Adam Shai comments on Alexander Gietelink Oldenziel’s Shortform

Adam Shai 7 Jan 2025 19:20 UTC
6 points
2
This sounds right to me, but importantly it also matters what you are trying to understand (and thus compress). For AI safety, the thing we should be interested in is not the weights directly, but the behavior of the neural network. The behavior (the input-output mapping) is realized through a series of activations. Activations are realized through applying weights to inputs in particular ways. Weights are realized by setting up an optimization problem with a network architecture and training data. One could try compressing at any one of those levels, and of course they are all related, and in some sense if you know the earlier layer of abstraction you know the later one. But in another sense, they are fundamentally different, in exactly how quickly you can retrieve the specific piece of information, in this case the one we are interested in—which is the behavior. If I give you the training data, the network architecture, and the optimization algorithm, it still takes a lot of work to retrieve the behavior.
Thus, the story you gave about how accessibility matters also explains layers of abstraction, and how they relate to understanding.
Another example of this is a dynamical system.
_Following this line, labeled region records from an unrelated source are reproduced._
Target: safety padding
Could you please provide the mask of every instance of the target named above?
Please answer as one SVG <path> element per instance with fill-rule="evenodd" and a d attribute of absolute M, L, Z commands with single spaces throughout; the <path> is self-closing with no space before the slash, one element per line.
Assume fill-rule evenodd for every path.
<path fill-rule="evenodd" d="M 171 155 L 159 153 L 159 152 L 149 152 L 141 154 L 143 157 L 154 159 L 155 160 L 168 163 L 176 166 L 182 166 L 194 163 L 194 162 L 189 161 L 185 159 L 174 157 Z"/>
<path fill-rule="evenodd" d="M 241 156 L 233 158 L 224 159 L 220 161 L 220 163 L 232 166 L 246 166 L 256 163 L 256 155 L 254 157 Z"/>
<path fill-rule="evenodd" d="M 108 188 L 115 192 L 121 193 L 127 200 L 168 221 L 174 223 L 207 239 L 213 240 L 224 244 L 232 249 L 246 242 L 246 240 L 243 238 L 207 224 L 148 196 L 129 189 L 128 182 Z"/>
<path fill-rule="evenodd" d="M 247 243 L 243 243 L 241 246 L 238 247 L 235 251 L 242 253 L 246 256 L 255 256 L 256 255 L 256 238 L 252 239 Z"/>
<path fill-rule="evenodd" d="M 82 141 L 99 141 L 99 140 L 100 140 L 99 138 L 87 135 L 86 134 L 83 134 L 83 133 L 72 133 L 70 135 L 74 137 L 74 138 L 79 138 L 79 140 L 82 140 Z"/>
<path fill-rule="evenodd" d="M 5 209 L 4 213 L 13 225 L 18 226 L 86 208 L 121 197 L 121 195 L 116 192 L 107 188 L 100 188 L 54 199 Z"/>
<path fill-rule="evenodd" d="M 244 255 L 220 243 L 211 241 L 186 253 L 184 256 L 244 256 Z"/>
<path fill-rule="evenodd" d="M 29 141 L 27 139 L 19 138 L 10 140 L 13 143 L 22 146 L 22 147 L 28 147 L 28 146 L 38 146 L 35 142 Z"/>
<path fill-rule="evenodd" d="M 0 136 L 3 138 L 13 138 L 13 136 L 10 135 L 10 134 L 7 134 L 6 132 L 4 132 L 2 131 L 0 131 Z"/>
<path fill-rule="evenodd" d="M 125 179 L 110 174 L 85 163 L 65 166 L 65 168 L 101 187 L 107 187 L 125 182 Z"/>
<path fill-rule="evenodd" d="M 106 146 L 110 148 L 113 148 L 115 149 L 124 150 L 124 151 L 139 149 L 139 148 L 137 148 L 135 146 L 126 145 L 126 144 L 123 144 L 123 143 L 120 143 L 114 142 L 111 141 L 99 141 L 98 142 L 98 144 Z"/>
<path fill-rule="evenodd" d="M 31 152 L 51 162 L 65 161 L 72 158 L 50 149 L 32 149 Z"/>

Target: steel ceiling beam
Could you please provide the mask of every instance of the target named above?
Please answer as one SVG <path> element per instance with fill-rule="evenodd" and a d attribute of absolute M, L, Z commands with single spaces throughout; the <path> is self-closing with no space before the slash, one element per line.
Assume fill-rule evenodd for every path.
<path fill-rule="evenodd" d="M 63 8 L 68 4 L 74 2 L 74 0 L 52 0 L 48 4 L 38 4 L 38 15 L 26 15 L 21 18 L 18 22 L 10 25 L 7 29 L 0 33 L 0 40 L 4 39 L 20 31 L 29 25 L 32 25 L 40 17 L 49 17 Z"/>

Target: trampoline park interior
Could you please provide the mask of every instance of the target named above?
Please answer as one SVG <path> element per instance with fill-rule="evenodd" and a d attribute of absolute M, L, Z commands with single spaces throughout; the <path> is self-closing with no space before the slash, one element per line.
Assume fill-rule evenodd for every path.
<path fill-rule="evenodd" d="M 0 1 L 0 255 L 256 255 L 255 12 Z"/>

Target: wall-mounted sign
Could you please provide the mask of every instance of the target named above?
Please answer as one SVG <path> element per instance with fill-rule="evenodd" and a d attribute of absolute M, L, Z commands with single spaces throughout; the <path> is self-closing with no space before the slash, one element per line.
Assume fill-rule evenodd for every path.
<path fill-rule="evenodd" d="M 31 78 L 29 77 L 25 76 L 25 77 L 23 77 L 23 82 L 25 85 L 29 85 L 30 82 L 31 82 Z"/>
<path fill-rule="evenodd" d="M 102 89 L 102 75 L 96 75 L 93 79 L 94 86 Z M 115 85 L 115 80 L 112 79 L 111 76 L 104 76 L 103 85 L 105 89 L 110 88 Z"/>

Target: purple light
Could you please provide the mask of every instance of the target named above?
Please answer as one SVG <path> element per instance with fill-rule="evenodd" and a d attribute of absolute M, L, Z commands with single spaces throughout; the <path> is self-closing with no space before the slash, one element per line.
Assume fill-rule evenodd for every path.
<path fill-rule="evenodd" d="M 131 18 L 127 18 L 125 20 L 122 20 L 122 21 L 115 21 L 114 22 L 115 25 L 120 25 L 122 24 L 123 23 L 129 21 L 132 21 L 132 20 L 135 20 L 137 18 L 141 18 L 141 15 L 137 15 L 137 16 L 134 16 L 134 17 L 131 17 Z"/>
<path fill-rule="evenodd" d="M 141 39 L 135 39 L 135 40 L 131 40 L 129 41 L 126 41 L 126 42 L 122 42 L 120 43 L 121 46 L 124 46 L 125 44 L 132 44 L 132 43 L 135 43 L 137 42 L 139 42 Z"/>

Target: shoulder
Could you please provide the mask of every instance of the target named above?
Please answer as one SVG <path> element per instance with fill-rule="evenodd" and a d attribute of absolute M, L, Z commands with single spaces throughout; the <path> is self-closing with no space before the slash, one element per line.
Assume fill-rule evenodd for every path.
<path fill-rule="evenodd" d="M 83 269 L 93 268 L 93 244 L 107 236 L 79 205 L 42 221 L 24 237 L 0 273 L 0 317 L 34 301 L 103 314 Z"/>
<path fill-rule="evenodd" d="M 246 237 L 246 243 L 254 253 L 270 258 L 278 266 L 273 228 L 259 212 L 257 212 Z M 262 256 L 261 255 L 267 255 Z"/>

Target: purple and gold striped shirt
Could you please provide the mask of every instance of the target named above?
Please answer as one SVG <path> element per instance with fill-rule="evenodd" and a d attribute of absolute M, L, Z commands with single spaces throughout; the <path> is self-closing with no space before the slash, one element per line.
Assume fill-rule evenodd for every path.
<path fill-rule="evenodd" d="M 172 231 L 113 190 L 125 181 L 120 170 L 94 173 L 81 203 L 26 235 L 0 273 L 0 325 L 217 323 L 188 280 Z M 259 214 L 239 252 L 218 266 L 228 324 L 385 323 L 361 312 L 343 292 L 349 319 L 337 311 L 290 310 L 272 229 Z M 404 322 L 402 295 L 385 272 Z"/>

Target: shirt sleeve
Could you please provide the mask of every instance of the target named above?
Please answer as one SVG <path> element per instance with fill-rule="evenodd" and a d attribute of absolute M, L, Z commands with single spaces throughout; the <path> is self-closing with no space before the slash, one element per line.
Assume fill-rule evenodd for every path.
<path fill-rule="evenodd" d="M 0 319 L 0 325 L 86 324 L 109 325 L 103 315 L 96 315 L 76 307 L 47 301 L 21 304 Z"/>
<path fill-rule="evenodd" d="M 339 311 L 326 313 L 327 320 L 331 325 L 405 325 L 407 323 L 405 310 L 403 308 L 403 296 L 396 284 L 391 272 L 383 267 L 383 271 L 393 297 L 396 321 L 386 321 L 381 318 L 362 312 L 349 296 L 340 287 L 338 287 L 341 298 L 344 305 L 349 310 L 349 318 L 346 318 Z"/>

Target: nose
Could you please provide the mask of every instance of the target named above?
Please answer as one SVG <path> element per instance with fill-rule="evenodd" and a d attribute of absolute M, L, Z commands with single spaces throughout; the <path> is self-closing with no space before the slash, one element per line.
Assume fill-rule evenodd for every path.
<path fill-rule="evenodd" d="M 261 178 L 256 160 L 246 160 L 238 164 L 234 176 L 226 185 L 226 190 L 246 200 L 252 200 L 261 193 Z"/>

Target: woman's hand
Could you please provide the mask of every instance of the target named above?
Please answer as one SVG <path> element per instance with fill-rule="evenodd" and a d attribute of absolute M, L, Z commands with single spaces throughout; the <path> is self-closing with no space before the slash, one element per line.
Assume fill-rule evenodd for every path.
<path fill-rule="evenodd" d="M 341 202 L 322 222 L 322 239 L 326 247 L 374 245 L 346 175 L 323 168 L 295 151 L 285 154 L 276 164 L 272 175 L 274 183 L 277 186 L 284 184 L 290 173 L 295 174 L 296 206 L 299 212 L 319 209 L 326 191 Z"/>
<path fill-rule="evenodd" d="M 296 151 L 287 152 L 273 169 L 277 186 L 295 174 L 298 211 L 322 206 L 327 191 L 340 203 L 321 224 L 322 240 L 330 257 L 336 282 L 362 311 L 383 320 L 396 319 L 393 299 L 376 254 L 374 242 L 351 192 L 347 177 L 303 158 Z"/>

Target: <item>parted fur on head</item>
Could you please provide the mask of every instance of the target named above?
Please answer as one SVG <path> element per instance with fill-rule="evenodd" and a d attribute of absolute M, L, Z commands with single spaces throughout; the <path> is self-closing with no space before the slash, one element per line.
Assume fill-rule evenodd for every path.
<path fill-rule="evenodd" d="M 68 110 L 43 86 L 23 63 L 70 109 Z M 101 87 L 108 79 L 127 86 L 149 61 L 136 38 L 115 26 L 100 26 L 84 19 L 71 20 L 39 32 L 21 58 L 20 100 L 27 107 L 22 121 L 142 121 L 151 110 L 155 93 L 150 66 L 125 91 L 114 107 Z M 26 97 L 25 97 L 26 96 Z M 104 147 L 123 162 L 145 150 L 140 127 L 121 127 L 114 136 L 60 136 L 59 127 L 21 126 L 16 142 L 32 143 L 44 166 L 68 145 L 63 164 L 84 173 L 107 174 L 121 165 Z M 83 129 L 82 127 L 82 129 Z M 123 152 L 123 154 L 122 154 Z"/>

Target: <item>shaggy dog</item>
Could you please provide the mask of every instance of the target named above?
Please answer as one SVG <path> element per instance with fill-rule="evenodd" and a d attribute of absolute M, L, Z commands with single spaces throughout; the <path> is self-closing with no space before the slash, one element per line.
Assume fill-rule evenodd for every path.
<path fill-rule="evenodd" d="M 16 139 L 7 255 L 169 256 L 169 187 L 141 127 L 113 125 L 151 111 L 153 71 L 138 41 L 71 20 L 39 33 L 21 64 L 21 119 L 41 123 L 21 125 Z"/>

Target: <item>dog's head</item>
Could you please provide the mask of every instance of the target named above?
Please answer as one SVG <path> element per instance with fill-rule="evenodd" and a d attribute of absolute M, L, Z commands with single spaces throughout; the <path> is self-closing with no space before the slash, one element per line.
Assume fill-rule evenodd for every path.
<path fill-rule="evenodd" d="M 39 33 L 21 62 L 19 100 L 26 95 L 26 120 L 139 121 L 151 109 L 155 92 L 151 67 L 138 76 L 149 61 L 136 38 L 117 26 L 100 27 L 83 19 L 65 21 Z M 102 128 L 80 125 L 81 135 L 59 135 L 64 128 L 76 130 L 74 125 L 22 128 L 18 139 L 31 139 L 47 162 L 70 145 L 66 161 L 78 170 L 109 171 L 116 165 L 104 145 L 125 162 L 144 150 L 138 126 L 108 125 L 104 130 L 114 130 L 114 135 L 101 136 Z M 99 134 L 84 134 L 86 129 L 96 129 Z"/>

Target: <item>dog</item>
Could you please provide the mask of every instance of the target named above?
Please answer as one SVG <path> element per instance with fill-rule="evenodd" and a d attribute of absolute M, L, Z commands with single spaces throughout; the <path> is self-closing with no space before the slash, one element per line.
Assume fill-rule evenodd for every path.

The differential equation governing it is quite compact: $\dot{x}=f(x)$. But the set of possible trajectories can be quite complicated to describe, and to get them one has to essentially do all the annoying work of integrating the equation! Note that this has implications for compositionality of the systems: While one can compose two differential equations by e.g. adding in some cross term, the behaviors (read: trajectores) of the composite system do not compose! and so one is forced to integrate a new system from scratch!
Now, if we want to understand the behavior of the dynamical system, what should we be trying to compress? How would our understanding look different if we compress the governing equations vs. the trajectories?